His destination? Cleveland, Tennessee, for the Society for Pentecostal Studies (SPS) annual conference, a place where he discovered his academic and spiritual life connected.
“I went and got hooked,” said Cartledge. “Over the years it’s been an organization that’s extremely friendly – they’ve all become my mentors and friends.”
In March 2016, Cartledge was elected as the organization’s second vice president. The term is a launching pad for an academic-brand of musical chairs. He will serve a four-year term in a series of different roles he’ll play every year, moving from his current position, to first vice president, president and eventually past-president.
As second vice president of SPS, Cartledge will learn the internal workings of the society.
“It’s a learning and serving role, and then the next year you step up quite considerably,” said Cartledge. “I like the way they do it, they don’t just throw you in.”

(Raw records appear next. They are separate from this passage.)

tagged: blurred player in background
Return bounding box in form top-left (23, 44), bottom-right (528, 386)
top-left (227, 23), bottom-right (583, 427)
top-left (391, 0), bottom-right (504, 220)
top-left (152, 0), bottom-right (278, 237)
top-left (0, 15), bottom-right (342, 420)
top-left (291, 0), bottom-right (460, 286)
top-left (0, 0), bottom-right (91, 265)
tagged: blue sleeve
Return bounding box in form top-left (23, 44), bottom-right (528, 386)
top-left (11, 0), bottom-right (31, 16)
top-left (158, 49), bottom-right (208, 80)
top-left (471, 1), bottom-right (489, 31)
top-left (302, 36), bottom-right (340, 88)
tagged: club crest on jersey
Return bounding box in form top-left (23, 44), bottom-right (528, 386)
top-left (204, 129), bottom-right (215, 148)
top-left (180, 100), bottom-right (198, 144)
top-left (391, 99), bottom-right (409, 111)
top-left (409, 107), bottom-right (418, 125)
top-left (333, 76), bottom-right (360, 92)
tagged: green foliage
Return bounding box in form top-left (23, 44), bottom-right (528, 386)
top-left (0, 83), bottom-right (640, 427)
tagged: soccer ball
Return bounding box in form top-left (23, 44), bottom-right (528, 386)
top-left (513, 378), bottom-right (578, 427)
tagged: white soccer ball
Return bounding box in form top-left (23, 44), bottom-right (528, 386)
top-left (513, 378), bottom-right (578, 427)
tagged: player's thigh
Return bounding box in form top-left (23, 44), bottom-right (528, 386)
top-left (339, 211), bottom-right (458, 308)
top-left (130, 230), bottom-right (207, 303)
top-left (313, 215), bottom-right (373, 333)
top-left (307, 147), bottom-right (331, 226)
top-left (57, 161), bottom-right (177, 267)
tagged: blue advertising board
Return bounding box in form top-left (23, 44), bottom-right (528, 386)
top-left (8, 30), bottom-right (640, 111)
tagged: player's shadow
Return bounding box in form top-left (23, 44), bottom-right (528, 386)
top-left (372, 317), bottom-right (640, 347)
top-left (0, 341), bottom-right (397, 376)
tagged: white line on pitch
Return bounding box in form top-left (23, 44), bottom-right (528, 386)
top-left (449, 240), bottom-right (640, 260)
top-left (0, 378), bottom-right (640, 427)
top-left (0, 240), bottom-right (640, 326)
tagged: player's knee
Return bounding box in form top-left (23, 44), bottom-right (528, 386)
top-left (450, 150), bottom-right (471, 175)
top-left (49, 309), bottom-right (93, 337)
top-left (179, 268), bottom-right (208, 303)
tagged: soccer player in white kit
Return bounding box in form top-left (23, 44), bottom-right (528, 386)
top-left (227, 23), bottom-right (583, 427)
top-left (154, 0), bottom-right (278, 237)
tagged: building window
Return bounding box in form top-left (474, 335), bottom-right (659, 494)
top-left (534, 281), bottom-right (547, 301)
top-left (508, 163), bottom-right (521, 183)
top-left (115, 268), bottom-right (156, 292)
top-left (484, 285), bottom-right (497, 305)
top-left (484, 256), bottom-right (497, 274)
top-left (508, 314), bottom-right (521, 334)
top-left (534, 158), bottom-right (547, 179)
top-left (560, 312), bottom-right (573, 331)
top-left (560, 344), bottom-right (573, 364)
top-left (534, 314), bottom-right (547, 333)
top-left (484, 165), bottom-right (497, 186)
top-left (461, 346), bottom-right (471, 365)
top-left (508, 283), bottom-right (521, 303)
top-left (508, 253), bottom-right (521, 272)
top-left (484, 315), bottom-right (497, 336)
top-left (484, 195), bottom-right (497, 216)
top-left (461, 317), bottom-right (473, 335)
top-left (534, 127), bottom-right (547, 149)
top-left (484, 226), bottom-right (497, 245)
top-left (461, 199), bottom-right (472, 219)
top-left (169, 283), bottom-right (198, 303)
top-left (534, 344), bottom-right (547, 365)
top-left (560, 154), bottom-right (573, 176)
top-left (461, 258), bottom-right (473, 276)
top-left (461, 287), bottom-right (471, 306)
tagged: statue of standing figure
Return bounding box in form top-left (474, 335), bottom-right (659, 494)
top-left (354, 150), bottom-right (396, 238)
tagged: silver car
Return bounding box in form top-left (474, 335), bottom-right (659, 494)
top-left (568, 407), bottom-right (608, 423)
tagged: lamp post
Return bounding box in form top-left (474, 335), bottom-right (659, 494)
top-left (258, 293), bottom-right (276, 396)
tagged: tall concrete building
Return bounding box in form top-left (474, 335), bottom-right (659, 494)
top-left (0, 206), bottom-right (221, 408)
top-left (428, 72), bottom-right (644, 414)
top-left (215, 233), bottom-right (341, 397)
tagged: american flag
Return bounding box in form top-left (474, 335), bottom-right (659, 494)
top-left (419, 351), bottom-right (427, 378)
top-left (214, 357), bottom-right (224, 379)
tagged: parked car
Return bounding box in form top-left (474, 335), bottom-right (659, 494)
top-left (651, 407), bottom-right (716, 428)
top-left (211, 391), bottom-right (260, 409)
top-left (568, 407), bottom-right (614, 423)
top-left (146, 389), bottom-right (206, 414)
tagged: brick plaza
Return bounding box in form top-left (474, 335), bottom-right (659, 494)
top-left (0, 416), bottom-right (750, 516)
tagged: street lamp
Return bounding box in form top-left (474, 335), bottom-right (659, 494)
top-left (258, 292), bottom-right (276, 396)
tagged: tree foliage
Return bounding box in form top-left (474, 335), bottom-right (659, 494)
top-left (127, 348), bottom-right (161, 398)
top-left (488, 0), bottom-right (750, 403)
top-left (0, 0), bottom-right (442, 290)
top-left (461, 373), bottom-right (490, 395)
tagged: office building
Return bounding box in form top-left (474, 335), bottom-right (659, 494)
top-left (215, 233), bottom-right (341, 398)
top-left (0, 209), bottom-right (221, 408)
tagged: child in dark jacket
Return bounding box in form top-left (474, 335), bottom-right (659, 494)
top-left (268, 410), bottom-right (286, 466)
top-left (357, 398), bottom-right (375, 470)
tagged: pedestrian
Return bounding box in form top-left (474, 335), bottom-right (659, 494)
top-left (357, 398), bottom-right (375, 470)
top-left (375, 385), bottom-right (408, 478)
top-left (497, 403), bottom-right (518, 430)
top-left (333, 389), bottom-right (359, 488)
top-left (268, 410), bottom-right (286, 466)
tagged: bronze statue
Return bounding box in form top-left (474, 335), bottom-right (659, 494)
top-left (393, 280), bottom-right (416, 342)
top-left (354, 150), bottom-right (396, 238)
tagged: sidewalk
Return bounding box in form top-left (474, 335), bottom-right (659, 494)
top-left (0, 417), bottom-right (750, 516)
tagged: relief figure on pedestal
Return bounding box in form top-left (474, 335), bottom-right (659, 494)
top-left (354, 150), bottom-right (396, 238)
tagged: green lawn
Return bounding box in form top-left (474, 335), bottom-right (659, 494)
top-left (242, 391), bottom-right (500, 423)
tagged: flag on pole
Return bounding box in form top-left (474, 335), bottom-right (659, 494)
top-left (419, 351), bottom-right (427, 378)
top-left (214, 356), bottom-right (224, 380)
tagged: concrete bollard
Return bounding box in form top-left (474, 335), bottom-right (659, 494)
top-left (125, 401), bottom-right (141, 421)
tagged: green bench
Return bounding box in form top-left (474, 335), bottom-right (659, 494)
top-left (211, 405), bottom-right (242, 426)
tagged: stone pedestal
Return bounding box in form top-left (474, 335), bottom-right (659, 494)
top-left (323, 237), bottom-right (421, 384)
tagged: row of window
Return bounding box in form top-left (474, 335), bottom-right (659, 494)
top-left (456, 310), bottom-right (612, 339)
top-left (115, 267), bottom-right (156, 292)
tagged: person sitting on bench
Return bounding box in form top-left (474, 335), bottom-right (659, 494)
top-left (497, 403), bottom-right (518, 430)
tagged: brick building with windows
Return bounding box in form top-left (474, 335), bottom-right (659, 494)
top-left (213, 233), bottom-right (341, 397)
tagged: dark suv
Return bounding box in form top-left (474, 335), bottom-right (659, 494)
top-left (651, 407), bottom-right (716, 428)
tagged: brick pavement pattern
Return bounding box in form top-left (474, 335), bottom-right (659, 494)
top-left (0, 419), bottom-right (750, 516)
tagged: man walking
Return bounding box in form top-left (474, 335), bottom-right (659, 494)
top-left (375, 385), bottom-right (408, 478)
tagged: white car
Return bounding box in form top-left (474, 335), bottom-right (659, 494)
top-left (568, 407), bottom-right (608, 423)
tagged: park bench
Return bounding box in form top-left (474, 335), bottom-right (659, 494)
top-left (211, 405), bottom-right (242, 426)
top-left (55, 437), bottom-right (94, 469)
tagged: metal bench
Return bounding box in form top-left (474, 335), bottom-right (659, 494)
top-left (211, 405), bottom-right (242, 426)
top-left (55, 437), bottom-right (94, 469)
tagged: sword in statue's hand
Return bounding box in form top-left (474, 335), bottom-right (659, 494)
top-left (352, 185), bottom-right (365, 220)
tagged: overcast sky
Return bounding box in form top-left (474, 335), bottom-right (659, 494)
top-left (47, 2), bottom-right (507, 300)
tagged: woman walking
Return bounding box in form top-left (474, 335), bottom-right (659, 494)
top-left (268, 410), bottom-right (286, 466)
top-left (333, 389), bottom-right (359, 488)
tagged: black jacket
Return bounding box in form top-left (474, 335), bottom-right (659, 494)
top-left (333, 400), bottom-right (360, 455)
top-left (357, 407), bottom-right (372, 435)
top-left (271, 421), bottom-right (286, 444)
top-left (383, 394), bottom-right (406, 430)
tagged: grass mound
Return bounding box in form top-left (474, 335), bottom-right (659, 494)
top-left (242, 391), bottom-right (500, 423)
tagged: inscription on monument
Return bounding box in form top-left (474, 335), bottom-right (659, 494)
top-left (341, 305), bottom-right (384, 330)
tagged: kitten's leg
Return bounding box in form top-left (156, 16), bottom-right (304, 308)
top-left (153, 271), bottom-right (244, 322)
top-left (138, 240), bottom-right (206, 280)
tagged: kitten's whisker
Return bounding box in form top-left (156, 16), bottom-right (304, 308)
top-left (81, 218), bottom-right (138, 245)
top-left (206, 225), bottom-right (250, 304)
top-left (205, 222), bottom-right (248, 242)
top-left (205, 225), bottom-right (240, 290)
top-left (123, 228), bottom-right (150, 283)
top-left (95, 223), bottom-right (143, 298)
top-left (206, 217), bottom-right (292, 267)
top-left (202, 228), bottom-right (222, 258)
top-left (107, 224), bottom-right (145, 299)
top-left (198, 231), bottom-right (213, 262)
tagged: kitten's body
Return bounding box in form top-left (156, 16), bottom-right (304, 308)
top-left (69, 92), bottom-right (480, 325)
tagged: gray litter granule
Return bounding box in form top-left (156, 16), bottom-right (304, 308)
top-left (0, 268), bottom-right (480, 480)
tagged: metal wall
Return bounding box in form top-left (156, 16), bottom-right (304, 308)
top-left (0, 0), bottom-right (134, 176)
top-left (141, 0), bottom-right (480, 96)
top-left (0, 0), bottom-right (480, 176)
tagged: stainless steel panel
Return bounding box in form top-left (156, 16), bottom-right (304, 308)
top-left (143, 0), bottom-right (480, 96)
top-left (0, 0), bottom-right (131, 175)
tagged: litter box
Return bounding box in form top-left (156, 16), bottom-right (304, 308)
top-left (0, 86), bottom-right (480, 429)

Eventually, on the 20th anniversary of his first SPS meeting in 2018, he’ll be responsible for planning and coordinating the event. After the conference finishes he begins his term as society president.”
“That’s poetic, actually,” said Cartledge.
And that’s only the beginning of the organization’s poetic ties to Regent’s DIV professors. The school has had a long-standing relationship with SPS, beginning at its roots.
Dean emeritus, Dr. Vinson Synan, served as one of the organization’s first founding members when the SPS began in 1970. Through the decades, several Regent-affiliates such as former dean Dr. Amos Yong, associate professor Dr. Kim Alexander have served on the executive board.
Last year, Dr. Dale Coulter, associate DIV professor, was elected into SPS leadership. As Cartledge assumes his role of second vice president, Coulter will move into his role of first vice president.
Now, the organization stands with more than 550 members represented by 18 different nationalities from 30 different states in the U.S. Cartledge is one of the very few European members to be selected for a leadership role – a factor he doesn’t take for granted.
“It’s exciting because it means we’re at the heart of an important society,” said Cartledge. “Regent is already a leader in [Renewal] theology – and we’re strengthening our links and our networks. It’s all very encouraging.